Por Camilo De Oliveira Aggio, professor da Universidade Federal de Minas Gerais (UFMG), em seu perfil no Facebook.
O texto de William Waack publicado em edição da Folha tem tudo para entrar para os anais das armadilhas psicanalíticas da escrita. Isso porque, no esforço de tentar convencer de que não é racista, dá demonstrações cabais de que é um – e dos mais tradicionais, rasteiros e óbvios.
Eu poderia me ater ao esforço do cara em construir uma cortina de fumaça para o que disse com todas as letras (e o mais irônico é que usou o “coisa de preto” num ato de defesa a Donald Trump, um racista notório) se fazendo de vítima do radicalismo persecutório das tais das redes digitais ou no simples fato de ser um cara na casa dos cinquenta e poucos anos incapaz de assumir um flagrante ato de racismo e se desculpar, mas me aterei à prova tão banal quanto definitiva.
Em dado momento do texto, o ex-jornalista da Globo afirma, com alguma gabação, que ao longo de 21 anos trabalhando no exterior, nunca encontrou um povo tão “brincalhão e extrovertido” quanto o brasileiro. E é isso que os “linchadores digitais” tentam nos sequestrar, fazendo o que fizeram com ele: nossa alegria e extroversão.
Para William Waack, afirmar e reafirmar, com galhofa, que um ato de protesto a Donald Trump só poderia ser “coisa de preto”, nada mais é do que uma brincadeira típica da extroversão singular dos brasileiros. Waack é igualzinho àquele tio, fã do Bolsonaro, que fica indignado com quaisquer tentativas de suprimir seu direito de discriminar. É representante do que há de mais natural, tradicional, corriqueiro e perverso no racismo brasileiro: quem determina o que é racismo e discriminação nunca é o alvo da “brincadeira”, mas seu autor. É o cara que discrimina que roga para si a determinação da natureza do que fez, nunca o sujeito ofendido e discriminado.
Não, Waack, o que você fez não é brincadeira nem extroversão, é a prática de racismo mais banal que ainda, como se vê, atravessa, quase intacta, gerações e mais gerações. Os outros países que você cita, meu caro, não são desprovidos de alegria e extroversão, são apenas países que, ao menos nesse nível de nojenta explicitude, não praticam seu racismo.
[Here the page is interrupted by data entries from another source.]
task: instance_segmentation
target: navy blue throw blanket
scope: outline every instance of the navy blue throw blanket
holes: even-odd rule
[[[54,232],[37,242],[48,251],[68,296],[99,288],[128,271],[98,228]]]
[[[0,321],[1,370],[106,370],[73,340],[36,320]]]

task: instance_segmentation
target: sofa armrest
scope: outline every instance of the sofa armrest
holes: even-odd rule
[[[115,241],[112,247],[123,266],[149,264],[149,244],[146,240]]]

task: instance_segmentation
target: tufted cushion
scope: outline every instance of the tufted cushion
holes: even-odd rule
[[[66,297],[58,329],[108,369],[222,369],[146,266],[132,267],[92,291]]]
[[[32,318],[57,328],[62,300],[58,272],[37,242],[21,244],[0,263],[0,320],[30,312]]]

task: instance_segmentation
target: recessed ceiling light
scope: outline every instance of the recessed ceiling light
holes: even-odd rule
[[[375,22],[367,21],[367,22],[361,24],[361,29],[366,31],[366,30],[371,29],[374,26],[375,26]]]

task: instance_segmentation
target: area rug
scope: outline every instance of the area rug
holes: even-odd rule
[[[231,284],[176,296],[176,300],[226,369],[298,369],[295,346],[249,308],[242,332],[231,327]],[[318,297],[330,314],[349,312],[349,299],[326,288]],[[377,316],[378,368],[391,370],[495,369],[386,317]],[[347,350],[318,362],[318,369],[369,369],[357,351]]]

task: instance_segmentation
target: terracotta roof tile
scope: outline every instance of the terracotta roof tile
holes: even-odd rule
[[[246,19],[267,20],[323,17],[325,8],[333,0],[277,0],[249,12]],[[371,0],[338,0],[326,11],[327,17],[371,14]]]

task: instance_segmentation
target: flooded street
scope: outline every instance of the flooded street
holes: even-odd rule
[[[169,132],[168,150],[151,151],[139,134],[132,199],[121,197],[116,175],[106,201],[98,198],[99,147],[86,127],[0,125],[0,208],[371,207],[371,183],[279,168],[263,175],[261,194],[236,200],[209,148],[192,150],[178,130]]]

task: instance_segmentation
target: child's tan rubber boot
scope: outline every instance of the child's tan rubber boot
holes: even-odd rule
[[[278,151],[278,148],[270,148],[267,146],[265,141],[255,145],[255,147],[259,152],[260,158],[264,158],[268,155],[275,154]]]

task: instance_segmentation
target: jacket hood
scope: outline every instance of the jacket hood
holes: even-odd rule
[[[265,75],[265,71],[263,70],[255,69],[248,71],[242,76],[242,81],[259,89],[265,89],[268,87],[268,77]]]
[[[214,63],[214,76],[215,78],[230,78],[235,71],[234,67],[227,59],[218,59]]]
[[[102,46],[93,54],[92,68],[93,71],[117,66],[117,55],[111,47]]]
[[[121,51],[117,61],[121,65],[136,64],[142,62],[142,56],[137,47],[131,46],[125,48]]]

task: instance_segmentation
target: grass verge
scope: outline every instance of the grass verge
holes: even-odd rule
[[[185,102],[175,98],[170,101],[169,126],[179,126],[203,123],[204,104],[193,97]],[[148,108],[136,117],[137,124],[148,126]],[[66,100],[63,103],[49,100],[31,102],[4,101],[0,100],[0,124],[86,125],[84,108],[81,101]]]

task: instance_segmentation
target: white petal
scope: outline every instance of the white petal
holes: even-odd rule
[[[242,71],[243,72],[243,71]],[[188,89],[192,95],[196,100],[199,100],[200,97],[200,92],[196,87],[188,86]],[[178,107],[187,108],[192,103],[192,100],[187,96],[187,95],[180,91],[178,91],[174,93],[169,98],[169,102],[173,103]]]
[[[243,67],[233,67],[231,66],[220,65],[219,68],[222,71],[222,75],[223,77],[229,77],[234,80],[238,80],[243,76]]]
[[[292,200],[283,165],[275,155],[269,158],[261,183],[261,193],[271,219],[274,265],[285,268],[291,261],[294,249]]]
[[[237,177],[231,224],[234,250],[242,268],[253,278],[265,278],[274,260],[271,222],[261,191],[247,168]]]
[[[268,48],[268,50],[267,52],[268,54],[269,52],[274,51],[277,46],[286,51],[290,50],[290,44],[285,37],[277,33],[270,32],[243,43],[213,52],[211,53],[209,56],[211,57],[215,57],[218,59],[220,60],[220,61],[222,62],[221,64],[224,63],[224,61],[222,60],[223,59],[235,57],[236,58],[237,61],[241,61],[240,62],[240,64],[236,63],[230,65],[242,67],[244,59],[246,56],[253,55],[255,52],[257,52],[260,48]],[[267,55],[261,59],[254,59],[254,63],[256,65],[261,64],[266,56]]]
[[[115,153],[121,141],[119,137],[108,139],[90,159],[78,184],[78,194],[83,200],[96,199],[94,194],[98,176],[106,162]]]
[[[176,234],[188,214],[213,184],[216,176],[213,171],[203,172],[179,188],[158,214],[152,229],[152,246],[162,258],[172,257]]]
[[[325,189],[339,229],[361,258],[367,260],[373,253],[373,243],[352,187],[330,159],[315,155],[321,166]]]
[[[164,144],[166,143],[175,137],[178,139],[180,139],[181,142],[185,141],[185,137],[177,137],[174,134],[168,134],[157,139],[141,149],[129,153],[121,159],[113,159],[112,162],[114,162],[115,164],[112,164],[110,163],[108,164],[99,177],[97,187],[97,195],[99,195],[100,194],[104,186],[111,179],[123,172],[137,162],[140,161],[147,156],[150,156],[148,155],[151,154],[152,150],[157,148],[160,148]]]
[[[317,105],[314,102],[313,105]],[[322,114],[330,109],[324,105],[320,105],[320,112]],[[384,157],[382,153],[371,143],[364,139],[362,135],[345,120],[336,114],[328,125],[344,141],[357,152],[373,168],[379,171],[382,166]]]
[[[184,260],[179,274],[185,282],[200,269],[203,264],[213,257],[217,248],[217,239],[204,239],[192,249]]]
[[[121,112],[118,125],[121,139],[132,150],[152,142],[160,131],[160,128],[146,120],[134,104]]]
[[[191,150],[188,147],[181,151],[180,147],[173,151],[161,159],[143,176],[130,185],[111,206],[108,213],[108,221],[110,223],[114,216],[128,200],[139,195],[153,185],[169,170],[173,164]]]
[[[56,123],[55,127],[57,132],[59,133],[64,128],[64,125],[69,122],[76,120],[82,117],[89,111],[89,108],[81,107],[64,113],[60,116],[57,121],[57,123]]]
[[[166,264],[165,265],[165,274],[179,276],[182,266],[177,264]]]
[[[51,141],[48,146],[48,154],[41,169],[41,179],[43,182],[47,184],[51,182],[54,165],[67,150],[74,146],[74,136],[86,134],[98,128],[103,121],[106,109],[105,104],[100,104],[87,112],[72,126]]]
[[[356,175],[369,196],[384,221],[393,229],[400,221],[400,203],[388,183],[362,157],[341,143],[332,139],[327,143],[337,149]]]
Bom, William, eu só tenho, muito, a agradecer por ter escrito esse texto. Não sobra uma dúvida sequer quanto a sua qualidade moral e intelectual, evidentemente incompatível com o exercício de uma profissão que deveria ser séria, social e politicamente responsável. Nesse ponto, seja lá se por razões virtuosas ou não, a Globo acertou. Minha torcida é pelo seu ostracismo. E não por ter cometido um erro detestável que poderia ser, em alguma medida, reparado, mas por confirmar que aquilo que foi dito, de fato, o representa.